Paint and Stitch: the Little Bee Bag

     As I continue to attempt to simplify my life and determine what the true necessities are, at times I also carry that over into my work.
I am really terrible at packing for travel, but for my recent trip to Santa Fe for a workshop with Betty Busby, I was determined to try to tackle this issue. One of the things I did was to make this little bag that measures 5" wide by 6" high. It actually holds my cell phone, identification, credit cards, cash, lip balm, and a pack of kleenex: the bare necessities.
     The bag is made from a medium weight natural European linen that I have fallen in love with. There is something so incredible about the hand of this fabric that makes it especially lovely and wonderful to work with.
     First I painted the fabric with my Bee Stencil. The bag has the honey bee on the front and the bumble bee on the little back pocket. The stencil is made in two parts so you can paint the body first and then the details in a different color. I used Lumiere paint in copper and silver, let it dry overnight, and then heat set it for permanence.
     I had painted the linen pieces on a Saturday night, and the following morning I heat set the paint and began stitching. Even though it was a Sunday and I should have been doing household chores, I kept finding excuses to sneak back over to my studio to do just a couple more stitches on the bag. By the end of the day I had all the embroidery done.
     The really fun part for me was the hand embroidery. It is kind of odd, but doing the embroidery feels to me like learning a new language. It is still a bit awkward as I learn to compose artistically with this medium. At the same time it is very exciting as well as rewarding to see the end results. I love the interplay of the colors and the texture created by the stitching.

     I work in two pretty distinct ways: either very planned or intuitively. They both have their benefits, and some work, like my wholecloth pieces, does require more precise planning and composition decisions before beginning the actual piece. I really love to work intuitively though. It is always so exciting to begin with only a vague notion of where I want to go with a piece; then I proceed one step at a time until the next step is revealed to me. I think it only requires having faith that once you have that creative momentum it will continue until some inner sense tells you the piece is complete.

Friday, June 19, 2015

It All Started When......

      When I was very young,I learned to do hand embroidery from my grandmother. I always loved doing the handwork, and I spent many enjoyable hours working side by side with my grandmother learning new stitches and embroidering things that have long since disappeared to who knows where.
      Many years ago, in fact so many that I can't remember, I bought this old kit in an antique store.
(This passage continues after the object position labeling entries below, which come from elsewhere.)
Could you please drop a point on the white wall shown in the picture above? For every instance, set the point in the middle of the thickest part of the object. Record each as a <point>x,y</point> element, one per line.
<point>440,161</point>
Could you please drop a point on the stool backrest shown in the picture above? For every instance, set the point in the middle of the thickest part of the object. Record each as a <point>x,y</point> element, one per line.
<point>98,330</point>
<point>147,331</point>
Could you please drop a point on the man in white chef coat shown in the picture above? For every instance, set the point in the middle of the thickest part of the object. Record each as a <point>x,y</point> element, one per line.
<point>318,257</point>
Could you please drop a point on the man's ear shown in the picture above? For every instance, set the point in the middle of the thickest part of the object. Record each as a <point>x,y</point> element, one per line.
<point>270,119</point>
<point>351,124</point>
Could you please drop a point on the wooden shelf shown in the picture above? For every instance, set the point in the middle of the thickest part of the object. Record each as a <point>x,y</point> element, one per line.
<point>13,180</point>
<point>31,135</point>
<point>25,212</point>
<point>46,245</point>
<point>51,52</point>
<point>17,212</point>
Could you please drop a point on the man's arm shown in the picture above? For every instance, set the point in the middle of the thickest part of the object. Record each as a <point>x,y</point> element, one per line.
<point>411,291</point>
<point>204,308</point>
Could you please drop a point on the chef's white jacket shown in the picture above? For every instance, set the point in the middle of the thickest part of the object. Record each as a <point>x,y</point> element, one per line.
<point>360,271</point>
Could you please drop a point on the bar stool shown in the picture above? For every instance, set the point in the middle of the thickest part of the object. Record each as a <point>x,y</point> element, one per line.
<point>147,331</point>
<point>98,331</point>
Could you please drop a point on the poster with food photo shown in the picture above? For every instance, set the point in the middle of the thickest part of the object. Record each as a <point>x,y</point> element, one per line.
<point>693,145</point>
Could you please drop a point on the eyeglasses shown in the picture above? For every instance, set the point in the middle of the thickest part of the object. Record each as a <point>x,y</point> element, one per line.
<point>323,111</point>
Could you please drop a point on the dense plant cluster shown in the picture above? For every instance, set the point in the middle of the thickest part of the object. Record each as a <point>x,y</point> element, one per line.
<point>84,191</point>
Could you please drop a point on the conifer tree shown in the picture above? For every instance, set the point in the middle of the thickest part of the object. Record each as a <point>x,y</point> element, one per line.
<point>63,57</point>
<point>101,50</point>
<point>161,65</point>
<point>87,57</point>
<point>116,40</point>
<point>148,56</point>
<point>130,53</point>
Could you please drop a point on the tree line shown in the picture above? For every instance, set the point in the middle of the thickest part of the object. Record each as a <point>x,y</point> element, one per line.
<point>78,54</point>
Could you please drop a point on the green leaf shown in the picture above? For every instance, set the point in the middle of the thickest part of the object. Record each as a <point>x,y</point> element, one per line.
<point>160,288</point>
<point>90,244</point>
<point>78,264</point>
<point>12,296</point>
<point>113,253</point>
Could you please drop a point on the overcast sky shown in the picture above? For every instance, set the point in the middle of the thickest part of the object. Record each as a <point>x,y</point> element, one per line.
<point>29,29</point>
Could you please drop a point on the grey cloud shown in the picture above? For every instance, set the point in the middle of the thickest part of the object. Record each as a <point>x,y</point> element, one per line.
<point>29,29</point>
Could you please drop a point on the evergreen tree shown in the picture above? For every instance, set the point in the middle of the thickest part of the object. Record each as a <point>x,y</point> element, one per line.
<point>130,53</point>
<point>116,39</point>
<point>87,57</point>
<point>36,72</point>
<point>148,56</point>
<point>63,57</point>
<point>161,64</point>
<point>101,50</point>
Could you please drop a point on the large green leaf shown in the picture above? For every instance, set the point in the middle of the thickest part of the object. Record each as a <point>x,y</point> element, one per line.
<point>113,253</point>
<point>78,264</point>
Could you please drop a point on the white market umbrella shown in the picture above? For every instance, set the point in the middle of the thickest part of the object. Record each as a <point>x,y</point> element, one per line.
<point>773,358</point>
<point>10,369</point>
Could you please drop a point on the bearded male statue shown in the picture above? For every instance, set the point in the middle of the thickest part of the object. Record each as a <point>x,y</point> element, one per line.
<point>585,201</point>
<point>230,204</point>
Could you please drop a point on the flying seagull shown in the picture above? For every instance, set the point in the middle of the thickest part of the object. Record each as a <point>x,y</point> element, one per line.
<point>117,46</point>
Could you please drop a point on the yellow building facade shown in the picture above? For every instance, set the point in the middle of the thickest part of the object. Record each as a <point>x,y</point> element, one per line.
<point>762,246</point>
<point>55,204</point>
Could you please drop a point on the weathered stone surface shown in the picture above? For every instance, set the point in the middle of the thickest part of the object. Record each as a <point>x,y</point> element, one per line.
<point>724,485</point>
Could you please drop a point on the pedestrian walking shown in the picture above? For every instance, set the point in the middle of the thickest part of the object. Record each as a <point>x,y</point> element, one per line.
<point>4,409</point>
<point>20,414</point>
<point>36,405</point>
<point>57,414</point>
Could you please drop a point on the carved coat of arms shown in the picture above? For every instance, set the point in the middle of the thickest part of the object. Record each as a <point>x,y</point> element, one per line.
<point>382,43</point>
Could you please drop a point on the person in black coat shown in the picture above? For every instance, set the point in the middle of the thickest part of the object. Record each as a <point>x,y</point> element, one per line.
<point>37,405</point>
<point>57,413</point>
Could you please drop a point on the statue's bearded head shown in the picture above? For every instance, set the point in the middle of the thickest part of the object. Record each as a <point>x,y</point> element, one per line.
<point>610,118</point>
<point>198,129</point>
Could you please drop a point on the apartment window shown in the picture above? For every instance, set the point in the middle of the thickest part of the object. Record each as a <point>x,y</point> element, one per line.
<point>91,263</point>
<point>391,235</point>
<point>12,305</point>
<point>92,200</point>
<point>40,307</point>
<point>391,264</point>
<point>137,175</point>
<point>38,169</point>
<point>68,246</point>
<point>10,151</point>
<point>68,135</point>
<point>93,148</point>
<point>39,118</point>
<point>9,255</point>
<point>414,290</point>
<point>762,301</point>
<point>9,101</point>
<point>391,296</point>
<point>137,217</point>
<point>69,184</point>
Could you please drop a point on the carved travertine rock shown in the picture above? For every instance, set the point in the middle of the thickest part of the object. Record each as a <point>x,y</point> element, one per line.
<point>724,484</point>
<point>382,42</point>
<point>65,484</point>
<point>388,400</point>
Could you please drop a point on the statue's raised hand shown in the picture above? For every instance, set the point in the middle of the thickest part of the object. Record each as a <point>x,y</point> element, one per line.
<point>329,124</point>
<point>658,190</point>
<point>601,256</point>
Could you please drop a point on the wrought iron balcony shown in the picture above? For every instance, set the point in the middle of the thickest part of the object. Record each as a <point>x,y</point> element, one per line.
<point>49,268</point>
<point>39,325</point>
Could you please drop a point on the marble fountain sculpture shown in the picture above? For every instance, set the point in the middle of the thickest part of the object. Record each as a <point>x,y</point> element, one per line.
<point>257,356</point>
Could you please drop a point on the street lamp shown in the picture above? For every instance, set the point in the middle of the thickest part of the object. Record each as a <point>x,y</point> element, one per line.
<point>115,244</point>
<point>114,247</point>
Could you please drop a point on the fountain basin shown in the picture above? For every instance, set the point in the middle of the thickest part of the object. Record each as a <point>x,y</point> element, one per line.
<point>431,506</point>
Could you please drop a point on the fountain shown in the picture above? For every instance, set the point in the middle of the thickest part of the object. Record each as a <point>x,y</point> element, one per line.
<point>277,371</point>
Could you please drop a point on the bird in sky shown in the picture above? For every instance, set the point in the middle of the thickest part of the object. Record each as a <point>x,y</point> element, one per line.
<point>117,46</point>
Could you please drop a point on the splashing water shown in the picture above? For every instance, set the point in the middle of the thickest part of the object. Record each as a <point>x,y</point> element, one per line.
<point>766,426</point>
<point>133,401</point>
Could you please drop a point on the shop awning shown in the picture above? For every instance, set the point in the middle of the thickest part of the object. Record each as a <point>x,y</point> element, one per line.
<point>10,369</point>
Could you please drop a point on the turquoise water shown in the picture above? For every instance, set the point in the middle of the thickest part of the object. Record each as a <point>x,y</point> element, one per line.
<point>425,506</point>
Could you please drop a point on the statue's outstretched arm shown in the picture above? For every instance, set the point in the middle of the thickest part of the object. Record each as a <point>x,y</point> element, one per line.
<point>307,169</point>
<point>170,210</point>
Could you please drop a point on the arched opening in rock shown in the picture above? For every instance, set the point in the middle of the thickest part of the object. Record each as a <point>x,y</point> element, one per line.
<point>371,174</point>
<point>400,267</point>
Someone had purchased the kit, embroidered one teeny little flower, and shoved it right back in the envelope.
      Every once in a while, I would get the urge to do some handwork and pick the piece up again. I would do a few little stitches, and then put it aside and forget about it.
     A couple of months ago I once again picked up the piece and commenced to actually finish the embroidery.
      I can't explain what it was that happened, but I fell in love with the process as well as the fabric. That beautiful old linen was like butter in my hands. The embroidery thread was not quite so delightful; it was really old rayon that tangled incessantly and caused me a whole lot of grief. I persisted and finished all of the embroidery,and now only the edges need to be finished.
The main part of the fabric has the date stamped on it: 1927. I think this must be longest running UFO. When I work on something old like this, I always wonder who the person was that purchased the piece originally.

The interesting bit is that I could not wait to do more work with this incredible fabric. I procured more linen and better thread; now I am totally hooked and I can't seem to stop.
Here is an almost finished corner. The kit also came with 4 napkins that are supposed to be inserted in the top of the lantern. The lanterns were embroidered on the gold linen first and then sewn to the background using the needle turn appliqué technique.